There have been substantial improvements in key patient outcomes over the last three years, with increases in: diabetes case finding (12,000 more patients on the diabetes register since 2015); patients receiving nine key care processes (up from 25.4% to 69.5%); achievement of three treatment targets (from 17.9% to 25.6%); collaborative care planning (from 5.5% to 83.4%); monitoring of hypoglycaemia in patients on sulphonylureas or insulin (from 6.5% to 94.4%); the NDH register (an increase of over 100,000); referrals into the National Diabetes Prevention Programme (over 25,000 referrals and over 11,000 initial assessments); annual numbers attending structured education programmes (up from 5,461 to 8,386 since 2017/8). There have been significant reductions in some key metrics: incidence of Type 2 diabetes; growth rate of acute admissions with diabetes complications (from 8.3% to 4.9%); in-patient diabetes foot admissions (reduction in average annual growth rate from 13.2% to -2.3%); admissions with MI, acute kidney injury and renal failure. Primary care is now mobilised, educated and engaged in improving diabetes care through communication and professional education, and over 1,800 clinicians involved in in-patient care have received the award-winning 10-point training. The team has developed, and is implementing, a unified integrated outcomes-based service specification across NWL, supported by population health dashboards.

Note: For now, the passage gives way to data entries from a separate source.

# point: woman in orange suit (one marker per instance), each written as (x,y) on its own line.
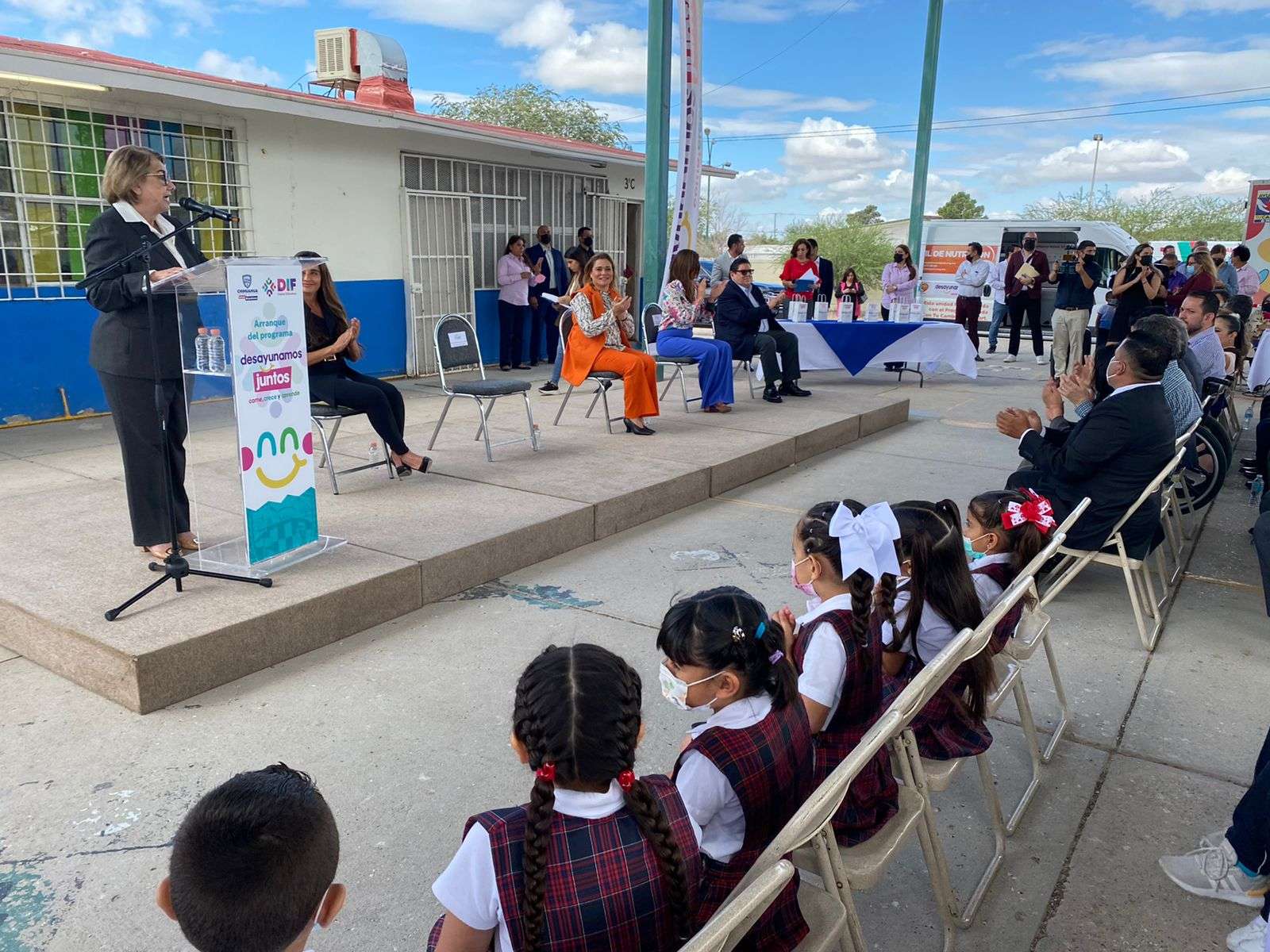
(601,340)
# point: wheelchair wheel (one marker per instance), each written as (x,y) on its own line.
(1206,467)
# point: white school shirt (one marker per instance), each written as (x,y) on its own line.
(468,889)
(933,632)
(988,590)
(826,662)
(708,795)
(165,228)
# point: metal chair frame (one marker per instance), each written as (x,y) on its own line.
(484,401)
(340,414)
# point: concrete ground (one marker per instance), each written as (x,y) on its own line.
(404,727)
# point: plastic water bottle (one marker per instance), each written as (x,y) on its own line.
(201,355)
(216,352)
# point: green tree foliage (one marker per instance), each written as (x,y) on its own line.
(535,108)
(1161,215)
(960,205)
(849,243)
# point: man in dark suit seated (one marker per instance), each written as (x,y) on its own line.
(746,321)
(1110,456)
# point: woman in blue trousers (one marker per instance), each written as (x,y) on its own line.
(681,302)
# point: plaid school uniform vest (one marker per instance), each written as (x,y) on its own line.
(605,892)
(1003,575)
(768,766)
(873,797)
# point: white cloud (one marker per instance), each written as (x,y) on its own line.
(245,69)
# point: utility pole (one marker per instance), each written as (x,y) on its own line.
(925,118)
(657,160)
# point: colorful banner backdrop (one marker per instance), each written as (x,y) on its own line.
(937,281)
(1257,235)
(687,200)
(271,403)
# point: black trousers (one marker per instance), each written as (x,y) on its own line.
(768,346)
(514,321)
(1020,305)
(380,401)
(137,422)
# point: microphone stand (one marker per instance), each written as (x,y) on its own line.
(175,566)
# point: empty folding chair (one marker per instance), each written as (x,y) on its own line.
(457,348)
(677,363)
(603,380)
(1137,574)
(730,923)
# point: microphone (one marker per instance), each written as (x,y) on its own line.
(194,205)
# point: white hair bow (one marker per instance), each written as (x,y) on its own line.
(868,541)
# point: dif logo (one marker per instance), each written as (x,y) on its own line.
(279,286)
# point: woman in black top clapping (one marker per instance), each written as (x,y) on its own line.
(332,343)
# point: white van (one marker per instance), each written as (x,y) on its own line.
(944,249)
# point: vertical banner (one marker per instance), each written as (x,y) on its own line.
(271,401)
(1257,235)
(687,192)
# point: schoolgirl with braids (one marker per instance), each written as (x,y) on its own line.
(598,858)
(922,612)
(840,549)
(1005,530)
(747,770)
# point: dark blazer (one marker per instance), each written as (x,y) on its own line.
(1110,456)
(533,255)
(738,317)
(121,336)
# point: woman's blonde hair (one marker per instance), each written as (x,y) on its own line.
(125,169)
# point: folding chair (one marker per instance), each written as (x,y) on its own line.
(603,380)
(651,314)
(730,923)
(1136,571)
(457,348)
(318,413)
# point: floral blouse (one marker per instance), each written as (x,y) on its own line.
(605,324)
(677,311)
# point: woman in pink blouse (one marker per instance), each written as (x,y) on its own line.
(514,277)
(681,301)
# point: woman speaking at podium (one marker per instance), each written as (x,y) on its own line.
(137,186)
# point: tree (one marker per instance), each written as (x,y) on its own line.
(960,205)
(849,243)
(535,108)
(1160,215)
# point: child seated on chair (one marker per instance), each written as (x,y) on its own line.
(253,865)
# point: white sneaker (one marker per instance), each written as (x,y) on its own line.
(1213,873)
(1249,939)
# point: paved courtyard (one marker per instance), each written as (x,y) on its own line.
(406,725)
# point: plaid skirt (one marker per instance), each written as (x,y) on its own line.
(944,729)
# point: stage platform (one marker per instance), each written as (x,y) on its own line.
(65,555)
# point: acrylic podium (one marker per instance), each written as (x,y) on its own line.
(249,455)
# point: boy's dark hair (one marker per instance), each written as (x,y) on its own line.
(578,708)
(252,862)
(702,630)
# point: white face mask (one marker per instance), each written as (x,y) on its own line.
(676,689)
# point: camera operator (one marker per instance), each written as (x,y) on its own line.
(1076,276)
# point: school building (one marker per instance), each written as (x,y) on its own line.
(412,209)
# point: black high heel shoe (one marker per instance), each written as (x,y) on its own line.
(638,431)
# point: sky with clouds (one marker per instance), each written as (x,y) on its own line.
(812,103)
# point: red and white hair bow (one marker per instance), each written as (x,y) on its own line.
(1037,511)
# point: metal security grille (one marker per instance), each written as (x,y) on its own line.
(52,154)
(438,230)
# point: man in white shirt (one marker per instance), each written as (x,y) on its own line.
(972,274)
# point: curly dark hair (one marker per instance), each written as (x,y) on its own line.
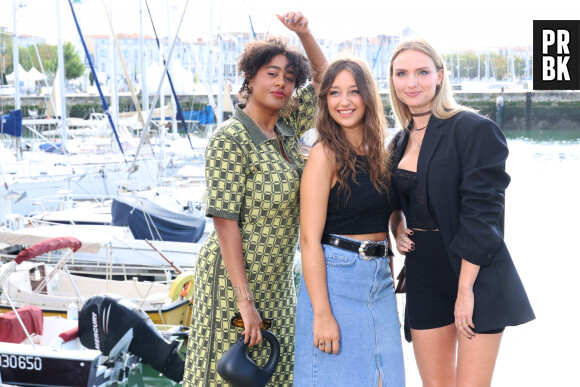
(259,52)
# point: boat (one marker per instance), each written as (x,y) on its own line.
(108,338)
(57,358)
(54,289)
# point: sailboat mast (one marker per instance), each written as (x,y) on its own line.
(16,65)
(220,74)
(60,53)
(16,59)
(145,94)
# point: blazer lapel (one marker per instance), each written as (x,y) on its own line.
(430,141)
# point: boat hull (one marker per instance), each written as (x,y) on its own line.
(23,365)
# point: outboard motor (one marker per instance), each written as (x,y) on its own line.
(112,325)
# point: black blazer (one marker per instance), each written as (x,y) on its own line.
(461,173)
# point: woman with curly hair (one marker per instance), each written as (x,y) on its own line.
(253,170)
(347,327)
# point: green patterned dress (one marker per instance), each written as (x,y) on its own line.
(249,180)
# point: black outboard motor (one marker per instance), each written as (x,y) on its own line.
(112,325)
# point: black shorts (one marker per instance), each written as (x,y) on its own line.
(431,283)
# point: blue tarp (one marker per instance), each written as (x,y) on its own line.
(52,147)
(204,116)
(147,220)
(11,123)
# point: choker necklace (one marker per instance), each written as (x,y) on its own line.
(413,137)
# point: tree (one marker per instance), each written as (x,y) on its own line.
(73,65)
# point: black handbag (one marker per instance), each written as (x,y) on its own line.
(236,367)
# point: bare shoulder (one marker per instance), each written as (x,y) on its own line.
(321,154)
(320,160)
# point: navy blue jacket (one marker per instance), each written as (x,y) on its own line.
(461,173)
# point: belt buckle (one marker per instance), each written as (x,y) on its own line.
(362,248)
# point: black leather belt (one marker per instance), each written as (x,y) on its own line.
(368,249)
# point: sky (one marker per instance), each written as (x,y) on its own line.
(448,24)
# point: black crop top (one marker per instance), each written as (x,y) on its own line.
(365,211)
(418,215)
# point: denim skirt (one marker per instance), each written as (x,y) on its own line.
(363,303)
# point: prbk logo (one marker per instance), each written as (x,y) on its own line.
(556,55)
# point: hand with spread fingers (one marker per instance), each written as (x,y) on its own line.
(464,313)
(294,21)
(404,243)
(326,334)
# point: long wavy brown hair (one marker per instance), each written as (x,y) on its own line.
(332,135)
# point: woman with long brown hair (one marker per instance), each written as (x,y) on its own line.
(347,330)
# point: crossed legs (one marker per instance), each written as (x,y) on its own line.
(446,359)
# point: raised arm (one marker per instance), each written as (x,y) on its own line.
(314,191)
(298,23)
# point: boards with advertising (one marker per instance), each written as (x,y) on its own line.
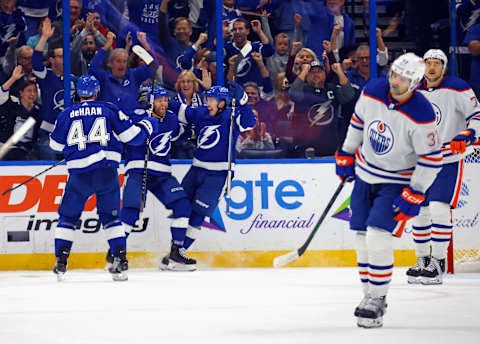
(274,206)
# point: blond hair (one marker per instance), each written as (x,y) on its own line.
(189,74)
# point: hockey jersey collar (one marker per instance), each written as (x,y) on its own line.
(393,104)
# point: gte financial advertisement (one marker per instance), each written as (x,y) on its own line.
(272,207)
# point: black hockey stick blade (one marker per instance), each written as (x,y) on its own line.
(294,255)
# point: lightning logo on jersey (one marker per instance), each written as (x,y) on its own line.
(160,144)
(209,137)
(381,137)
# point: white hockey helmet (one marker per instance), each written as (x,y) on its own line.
(411,67)
(436,54)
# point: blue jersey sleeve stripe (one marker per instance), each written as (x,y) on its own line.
(56,146)
(129,134)
(181,113)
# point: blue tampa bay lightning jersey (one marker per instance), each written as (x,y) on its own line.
(213,133)
(169,129)
(90,133)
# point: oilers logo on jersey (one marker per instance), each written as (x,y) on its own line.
(160,144)
(381,137)
(321,114)
(438,113)
(209,136)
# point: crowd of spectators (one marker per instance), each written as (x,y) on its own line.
(302,63)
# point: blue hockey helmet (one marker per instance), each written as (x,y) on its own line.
(87,86)
(158,92)
(218,92)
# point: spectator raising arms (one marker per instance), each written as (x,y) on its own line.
(15,111)
(12,25)
(245,69)
(316,108)
(120,86)
(51,86)
(174,47)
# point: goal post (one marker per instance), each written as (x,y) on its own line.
(464,249)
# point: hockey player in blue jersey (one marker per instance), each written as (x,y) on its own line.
(205,180)
(393,141)
(160,181)
(458,119)
(90,135)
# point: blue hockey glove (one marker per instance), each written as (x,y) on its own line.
(407,205)
(149,124)
(236,91)
(173,105)
(459,143)
(345,165)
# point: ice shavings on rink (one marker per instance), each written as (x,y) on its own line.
(309,305)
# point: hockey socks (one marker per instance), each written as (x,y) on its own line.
(441,228)
(422,227)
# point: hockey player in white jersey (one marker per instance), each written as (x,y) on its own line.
(90,135)
(394,142)
(458,119)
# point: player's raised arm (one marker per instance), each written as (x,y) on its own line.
(244,116)
(132,134)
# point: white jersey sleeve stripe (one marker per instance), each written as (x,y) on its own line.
(475,114)
(129,134)
(429,165)
(94,158)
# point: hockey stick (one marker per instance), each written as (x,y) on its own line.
(32,178)
(291,256)
(26,126)
(148,59)
(229,173)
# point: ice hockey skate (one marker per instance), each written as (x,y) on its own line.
(370,312)
(108,260)
(433,273)
(61,265)
(119,268)
(413,273)
(178,260)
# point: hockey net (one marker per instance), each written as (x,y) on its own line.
(464,250)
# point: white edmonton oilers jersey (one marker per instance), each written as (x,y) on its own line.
(394,142)
(454,104)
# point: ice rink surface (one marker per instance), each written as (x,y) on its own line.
(310,305)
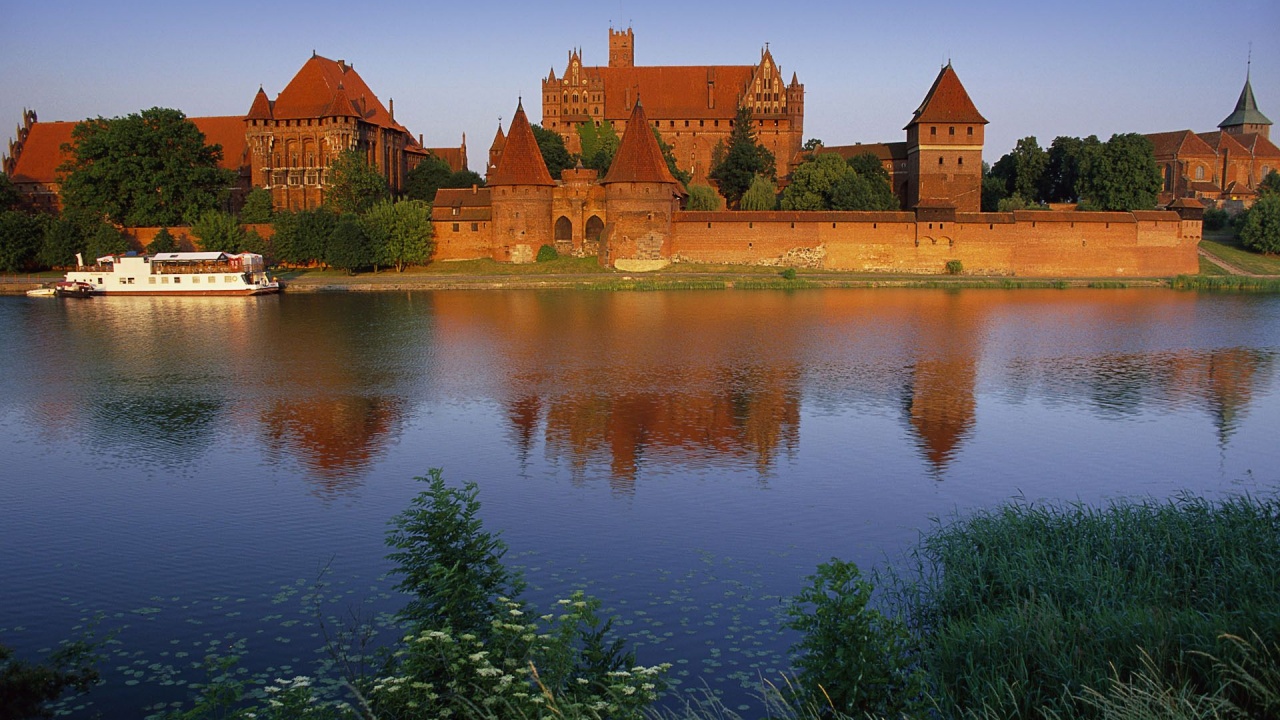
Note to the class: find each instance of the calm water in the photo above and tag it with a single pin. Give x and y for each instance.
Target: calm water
(191, 468)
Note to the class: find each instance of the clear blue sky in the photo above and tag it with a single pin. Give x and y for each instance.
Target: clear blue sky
(1043, 69)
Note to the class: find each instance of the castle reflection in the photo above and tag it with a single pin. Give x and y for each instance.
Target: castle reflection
(608, 384)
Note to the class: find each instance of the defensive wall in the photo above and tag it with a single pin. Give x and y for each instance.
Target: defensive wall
(1025, 244)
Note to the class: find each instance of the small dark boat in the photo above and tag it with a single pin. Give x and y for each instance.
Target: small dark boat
(73, 288)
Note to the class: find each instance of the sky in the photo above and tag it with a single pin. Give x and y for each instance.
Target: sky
(1040, 69)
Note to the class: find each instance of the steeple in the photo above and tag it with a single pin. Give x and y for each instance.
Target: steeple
(1247, 118)
(947, 101)
(521, 162)
(639, 159)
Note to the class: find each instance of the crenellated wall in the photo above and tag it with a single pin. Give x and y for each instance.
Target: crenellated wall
(1032, 244)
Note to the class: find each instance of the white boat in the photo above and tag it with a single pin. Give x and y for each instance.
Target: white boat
(178, 273)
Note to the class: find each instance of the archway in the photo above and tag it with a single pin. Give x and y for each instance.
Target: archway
(594, 227)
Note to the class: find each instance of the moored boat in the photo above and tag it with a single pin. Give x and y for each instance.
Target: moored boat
(178, 273)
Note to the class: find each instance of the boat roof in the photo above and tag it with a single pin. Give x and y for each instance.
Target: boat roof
(191, 256)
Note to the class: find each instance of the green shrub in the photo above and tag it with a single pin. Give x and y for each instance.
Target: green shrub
(1023, 607)
(1215, 218)
(851, 656)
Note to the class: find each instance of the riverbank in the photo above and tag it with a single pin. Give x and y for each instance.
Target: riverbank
(1220, 258)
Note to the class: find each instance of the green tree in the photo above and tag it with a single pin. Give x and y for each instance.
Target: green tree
(348, 246)
(1120, 174)
(992, 190)
(599, 145)
(670, 156)
(703, 197)
(425, 178)
(739, 163)
(161, 242)
(218, 232)
(1270, 185)
(302, 237)
(9, 196)
(1023, 169)
(763, 195)
(400, 233)
(1063, 173)
(355, 186)
(62, 240)
(448, 564)
(1261, 229)
(21, 235)
(850, 656)
(105, 240)
(257, 208)
(867, 190)
(28, 688)
(464, 178)
(554, 153)
(813, 182)
(144, 169)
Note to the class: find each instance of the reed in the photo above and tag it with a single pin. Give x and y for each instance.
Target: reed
(1230, 283)
(1027, 607)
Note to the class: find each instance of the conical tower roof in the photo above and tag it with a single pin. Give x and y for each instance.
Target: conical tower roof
(521, 160)
(261, 108)
(639, 159)
(947, 101)
(1246, 110)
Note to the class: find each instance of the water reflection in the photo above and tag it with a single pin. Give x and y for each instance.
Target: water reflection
(608, 384)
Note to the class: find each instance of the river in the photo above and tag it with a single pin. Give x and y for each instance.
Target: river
(214, 474)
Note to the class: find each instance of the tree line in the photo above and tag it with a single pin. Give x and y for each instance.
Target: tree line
(1119, 174)
(154, 169)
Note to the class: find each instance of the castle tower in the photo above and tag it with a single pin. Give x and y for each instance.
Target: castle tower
(499, 141)
(521, 195)
(1247, 119)
(944, 146)
(622, 49)
(640, 196)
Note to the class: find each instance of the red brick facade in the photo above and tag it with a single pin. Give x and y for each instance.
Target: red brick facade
(693, 106)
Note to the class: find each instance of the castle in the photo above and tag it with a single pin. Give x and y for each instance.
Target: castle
(693, 106)
(1219, 168)
(631, 218)
(283, 146)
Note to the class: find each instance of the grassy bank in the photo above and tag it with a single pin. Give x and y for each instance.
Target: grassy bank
(1028, 609)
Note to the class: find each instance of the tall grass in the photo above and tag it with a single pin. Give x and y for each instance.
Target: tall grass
(1237, 283)
(1023, 609)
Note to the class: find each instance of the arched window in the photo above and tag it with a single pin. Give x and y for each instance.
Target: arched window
(594, 227)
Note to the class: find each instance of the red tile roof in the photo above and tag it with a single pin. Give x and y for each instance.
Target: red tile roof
(639, 159)
(1179, 144)
(947, 103)
(1220, 140)
(672, 91)
(261, 108)
(41, 154)
(325, 89)
(521, 160)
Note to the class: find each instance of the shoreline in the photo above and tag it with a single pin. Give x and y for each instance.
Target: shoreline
(401, 282)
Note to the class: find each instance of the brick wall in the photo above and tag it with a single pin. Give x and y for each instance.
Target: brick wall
(1001, 244)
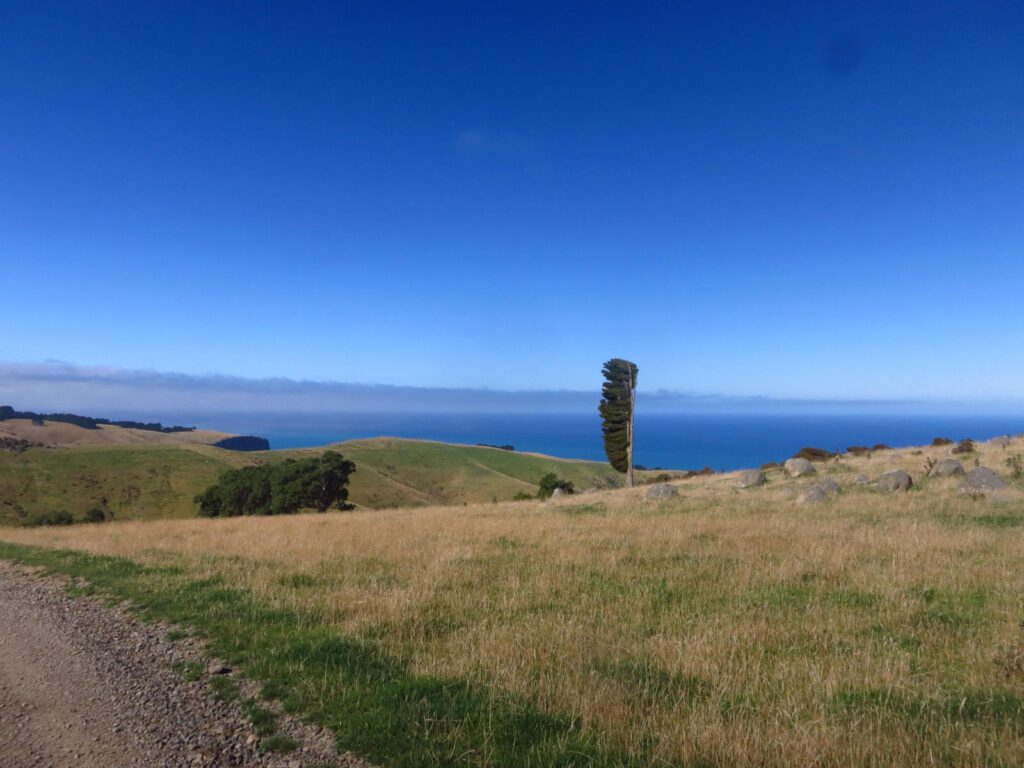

The ‘Know Diabetes’ service is about to launch, consisting of a website, eLearning platform and patient portal, offering a single point of referral and contact centre plus a personalised, proactive multichannel communication system.
Sustainability and Spread
There was evidence of reduced hospital activity in 2018/19 (compared with annual changes over the last four years) for all complications when combined; there was also evidence of reductions in foot activity, MI and renal failure. In 2019/20 QIPP will continue to monitor the effectiveness of the programme and support cash savings. One main area is to support Type 2 diabetes remission at scale, aiming to support over 6,200 patients to attend remission programmes in 2019/20. Dissemination about the programme has taken place through multiple channels, including talks at Diabetes UK, Diabetes Professional Care (DPC) and a paper in Practical Diabetes.